A previous CGR Policy Wonk blog, ‘Transforming Urban Education: From Despair to Hope?’ discussed Raleigh, North Carolina’s countywide solution to addressing urban education issues. The Raleigh experience offers a model for breaking down barriers of poverty and uneven resources and opportunities that help create widely-divergent outcomes across city, suburban and rural boundaries in our community.
The Raleigh model, while promising with its documented levels of success, would also be practically and politically difficult to implement locally—not least because of the multitude of school districts in most counties across New York (18 in Monroe County). Merging two school districts in Raleigh/Wake County, while not easily accomplished, seems like a walk in the park compared with changing the current educational landscape in Monroe County. As several responses to the original article suggested, we need the type of strong cross-sector leadership around this issue that surfaced in Raleigh. Is that realistic locally, given our entrenched multi-school-district profile?

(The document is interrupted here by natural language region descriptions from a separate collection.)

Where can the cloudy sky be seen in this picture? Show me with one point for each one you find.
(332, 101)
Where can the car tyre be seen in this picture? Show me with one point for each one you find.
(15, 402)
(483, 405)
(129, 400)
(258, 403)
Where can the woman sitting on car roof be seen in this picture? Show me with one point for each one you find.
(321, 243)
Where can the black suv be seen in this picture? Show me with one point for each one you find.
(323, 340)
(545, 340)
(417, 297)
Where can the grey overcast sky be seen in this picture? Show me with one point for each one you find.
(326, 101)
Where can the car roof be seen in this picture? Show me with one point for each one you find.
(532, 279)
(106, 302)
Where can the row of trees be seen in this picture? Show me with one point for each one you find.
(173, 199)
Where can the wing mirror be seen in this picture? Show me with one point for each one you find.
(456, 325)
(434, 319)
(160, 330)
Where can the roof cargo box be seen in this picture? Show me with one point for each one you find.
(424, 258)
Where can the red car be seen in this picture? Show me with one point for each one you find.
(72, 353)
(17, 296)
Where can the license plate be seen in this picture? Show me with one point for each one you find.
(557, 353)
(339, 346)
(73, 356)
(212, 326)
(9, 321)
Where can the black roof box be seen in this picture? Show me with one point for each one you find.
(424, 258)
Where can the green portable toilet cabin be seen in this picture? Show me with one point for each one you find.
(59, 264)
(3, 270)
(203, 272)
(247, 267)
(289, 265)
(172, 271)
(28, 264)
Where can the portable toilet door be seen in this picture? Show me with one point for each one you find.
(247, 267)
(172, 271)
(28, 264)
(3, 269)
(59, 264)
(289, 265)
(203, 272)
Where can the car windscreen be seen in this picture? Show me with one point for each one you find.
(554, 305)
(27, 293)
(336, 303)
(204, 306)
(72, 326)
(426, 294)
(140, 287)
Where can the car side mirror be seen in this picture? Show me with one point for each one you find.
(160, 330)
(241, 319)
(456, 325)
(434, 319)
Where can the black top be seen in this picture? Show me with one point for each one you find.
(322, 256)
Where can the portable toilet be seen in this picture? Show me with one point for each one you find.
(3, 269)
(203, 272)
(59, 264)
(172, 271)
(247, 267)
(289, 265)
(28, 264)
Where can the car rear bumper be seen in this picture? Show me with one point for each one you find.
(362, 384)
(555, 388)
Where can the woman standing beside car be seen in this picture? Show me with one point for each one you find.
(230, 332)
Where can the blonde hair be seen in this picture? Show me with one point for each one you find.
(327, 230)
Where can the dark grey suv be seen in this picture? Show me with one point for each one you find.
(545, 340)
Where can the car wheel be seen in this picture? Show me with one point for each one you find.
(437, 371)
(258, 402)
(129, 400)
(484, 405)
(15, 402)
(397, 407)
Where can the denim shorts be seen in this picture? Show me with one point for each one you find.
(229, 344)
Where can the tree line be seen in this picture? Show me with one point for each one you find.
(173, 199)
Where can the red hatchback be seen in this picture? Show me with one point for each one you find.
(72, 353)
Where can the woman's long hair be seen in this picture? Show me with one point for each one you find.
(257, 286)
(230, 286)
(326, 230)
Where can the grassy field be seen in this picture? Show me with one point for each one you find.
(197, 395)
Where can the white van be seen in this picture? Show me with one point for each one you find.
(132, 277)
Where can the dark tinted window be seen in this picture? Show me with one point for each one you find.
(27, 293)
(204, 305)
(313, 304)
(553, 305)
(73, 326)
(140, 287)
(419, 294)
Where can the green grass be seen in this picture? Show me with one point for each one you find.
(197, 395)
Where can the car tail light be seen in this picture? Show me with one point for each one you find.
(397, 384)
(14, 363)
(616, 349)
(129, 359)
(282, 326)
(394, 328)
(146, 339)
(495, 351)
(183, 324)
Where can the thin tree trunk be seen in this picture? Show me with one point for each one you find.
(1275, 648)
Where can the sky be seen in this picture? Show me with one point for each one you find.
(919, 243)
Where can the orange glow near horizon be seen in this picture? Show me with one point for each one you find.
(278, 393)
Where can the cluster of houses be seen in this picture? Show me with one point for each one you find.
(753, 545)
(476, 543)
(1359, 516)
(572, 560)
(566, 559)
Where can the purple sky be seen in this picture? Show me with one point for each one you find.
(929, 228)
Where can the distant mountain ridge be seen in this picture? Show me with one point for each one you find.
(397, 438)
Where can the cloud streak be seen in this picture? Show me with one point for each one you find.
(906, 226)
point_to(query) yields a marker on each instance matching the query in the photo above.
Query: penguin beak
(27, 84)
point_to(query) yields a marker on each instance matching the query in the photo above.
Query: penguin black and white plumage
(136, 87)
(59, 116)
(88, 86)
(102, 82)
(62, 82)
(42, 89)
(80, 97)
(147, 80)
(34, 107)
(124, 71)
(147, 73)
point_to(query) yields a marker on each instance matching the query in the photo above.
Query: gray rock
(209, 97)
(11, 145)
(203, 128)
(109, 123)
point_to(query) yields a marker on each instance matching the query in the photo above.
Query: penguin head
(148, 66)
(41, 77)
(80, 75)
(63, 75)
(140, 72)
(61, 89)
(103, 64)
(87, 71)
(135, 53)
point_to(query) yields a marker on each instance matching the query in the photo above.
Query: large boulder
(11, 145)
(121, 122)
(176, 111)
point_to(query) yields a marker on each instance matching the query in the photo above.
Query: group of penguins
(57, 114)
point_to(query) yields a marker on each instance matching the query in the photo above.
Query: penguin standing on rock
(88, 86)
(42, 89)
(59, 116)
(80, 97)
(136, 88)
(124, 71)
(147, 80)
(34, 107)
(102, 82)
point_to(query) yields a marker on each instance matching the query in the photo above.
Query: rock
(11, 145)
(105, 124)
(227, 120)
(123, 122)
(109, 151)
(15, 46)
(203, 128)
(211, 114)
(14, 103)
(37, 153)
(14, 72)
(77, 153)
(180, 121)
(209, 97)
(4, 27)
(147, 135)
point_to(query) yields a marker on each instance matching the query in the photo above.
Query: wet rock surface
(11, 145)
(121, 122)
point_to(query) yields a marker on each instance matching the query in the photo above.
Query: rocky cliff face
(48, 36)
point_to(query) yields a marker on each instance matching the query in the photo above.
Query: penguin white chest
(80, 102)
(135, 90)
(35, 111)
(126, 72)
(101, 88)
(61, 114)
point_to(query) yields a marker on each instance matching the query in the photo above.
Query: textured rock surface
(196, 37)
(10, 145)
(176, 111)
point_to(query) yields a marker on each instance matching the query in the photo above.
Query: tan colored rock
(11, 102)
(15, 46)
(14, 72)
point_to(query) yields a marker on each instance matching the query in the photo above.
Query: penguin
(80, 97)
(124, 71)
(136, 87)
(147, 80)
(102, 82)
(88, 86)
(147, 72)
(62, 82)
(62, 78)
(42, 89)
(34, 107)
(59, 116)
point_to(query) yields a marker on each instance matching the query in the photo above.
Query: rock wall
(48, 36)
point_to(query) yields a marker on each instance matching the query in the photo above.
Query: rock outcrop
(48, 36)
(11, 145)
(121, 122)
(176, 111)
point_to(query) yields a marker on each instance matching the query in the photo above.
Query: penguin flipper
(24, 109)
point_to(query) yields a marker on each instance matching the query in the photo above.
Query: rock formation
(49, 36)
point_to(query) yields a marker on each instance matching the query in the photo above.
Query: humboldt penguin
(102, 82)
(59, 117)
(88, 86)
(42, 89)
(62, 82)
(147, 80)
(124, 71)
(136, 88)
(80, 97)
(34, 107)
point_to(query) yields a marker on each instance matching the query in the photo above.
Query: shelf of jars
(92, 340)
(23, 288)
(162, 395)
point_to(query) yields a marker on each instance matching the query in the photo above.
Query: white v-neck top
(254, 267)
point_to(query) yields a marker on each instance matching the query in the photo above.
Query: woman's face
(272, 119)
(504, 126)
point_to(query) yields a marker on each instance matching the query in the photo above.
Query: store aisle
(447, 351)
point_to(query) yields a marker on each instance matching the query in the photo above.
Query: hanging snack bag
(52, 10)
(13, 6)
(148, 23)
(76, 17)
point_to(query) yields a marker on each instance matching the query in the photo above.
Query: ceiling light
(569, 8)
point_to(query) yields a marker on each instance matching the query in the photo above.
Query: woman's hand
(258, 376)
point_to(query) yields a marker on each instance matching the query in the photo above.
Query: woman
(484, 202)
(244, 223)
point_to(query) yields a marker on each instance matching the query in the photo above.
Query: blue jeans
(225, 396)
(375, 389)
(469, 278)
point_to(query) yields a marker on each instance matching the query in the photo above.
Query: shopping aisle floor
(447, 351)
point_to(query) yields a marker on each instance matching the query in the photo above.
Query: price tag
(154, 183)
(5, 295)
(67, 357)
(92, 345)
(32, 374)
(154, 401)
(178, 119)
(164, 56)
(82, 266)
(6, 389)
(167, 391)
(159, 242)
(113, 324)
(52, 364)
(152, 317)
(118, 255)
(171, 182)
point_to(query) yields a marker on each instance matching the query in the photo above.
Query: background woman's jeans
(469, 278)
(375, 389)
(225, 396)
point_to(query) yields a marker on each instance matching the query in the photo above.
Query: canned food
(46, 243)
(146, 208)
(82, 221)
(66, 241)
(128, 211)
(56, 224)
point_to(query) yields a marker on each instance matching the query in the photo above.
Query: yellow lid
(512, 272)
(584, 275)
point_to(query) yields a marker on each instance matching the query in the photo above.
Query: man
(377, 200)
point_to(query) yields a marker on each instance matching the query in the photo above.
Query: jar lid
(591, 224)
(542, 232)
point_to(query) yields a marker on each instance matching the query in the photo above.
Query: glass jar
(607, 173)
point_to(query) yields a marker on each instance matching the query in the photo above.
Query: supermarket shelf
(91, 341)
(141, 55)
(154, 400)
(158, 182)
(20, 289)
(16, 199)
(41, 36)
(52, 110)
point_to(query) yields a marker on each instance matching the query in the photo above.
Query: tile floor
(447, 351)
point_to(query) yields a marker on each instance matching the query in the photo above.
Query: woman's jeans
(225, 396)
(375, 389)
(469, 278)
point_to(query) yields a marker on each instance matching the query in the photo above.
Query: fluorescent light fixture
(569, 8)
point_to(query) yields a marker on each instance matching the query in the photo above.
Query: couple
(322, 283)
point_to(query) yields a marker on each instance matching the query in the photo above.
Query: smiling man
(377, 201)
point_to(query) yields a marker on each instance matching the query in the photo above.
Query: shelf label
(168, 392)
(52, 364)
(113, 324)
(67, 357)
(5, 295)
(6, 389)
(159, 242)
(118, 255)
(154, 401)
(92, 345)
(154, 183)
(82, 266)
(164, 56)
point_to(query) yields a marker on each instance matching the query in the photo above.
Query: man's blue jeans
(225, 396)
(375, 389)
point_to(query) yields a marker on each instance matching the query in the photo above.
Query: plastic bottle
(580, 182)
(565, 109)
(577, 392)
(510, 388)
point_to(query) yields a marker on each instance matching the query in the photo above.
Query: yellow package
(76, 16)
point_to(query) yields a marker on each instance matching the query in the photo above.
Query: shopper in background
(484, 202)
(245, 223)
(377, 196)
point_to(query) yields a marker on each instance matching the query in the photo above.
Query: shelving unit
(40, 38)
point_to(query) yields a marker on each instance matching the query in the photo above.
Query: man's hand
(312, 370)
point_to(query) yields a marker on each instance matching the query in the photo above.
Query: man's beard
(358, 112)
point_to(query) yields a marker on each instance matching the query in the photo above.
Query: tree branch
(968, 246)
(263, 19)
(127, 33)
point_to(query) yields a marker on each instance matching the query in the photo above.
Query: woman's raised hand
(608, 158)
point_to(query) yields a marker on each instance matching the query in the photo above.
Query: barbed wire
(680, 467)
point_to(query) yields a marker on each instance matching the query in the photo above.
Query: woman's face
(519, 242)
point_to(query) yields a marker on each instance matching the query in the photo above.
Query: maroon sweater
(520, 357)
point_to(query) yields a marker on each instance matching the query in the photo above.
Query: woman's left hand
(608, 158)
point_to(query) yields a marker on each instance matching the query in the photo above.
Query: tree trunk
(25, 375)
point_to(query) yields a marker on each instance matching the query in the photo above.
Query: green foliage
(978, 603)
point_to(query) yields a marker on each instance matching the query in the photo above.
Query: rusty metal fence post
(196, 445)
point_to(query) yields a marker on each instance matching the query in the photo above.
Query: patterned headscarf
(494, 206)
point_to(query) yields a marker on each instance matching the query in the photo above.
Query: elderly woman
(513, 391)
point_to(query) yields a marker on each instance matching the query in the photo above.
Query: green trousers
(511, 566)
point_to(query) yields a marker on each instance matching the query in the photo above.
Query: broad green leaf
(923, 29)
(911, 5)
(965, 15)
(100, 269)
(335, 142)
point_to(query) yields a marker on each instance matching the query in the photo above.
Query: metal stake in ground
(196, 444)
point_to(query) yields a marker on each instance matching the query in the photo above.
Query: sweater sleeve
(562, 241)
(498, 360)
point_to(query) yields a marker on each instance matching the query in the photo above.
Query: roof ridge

I believe the answer can be Yes. It will take leadership and vision, courage, patience and a renewed political leadership cutting across party, city/suburban and school district lines. It would take a broad coalition of interests spanning the business, religious, political, race/ethnic, school district, parent and teacher communities—all with a common goal of ensuring the future success of our young people, wherever they live, and thus the economic future viability of our community that will sink or swim, in large part depending on whether this and future generations of our children, urban and suburban, become community assets or liabilities. It is in all our interests, from both a moral and economic perspective, to make sure that this community recognizes what Raleigh’s leaders understood and acted on: that the concentration of poverty and unequal educational opportunities along racial and economic lines ultimately undermine the economic viability of our community and region. Bold leadership and actions are needed to counter these historic directions in our schools.
Relatively easy concrete steps could be taken to start a process and learn more. Why not send a delegation of interested local leaders to Raleigh to explore in more detail what made change possible there, and what has sustained it over the years—and what has been needed to counter resistance along the way? And why not bring key Raleigh leaders here to share their experiences and offer their advice and insights as to how we might learn from them, and adapt some of what worked there to our current situation?
And why not begin to bring educational leaders from the City School District and from the immediately adjacent suburban districts together to begin to discuss ways of potentially transforming a number of our community schools near both sides of the city/suburban borders into county/regional magnet schools that are so good that they would attract students from both city and suburban areas across racial and economic lines? That’s essentially what Raleigh did with almost a third of the county’s schools as a critical element of their transformation of educational opportunities across the county. Are we any less capable of showing such leadership and creativity than our southern friends? Let’s start talking to them and finding out what we can learn from them and use to strengthen our own community.
We may also be able to learn from discussions in Wayne and Ontario counties about the issues involved in the possible creation of regional high schools, and from proponents of The Regional Academy proposal in conjunction with Nazareth College.
We don’t have to abolish current school districts or create a countywide school district to make progress—though that might not be such a bad idea! Monroe County’s school districts currently share many services and resources across district lines. Let’s build on this spirit of collaboration. Without undermining the current educational infrastructure, why wouldn’t it be possible to create a mechanism that would bring districts together, along with broader leadership from other sectors of the community, to address issues that cut across district lines, such as creating regional magnet schools, and beginning to undertake the kinds of bold structural reforms that Raleigh, in the heart of the conservative South, has embraced, to the benefit of its region?
Embracing a long-range vision for the good of the entire community may be dismissed by many as idealistic and unachievable. But tinkering at the margins of our urban schools will not create the educational opportunities our kids and our community need to survive and thrive in the challenging future. Systemic change across district lines is required.
Raleigh may not be the only answer, but it’s a place to start. Anyone willing to challenge the status quo and take on this issue?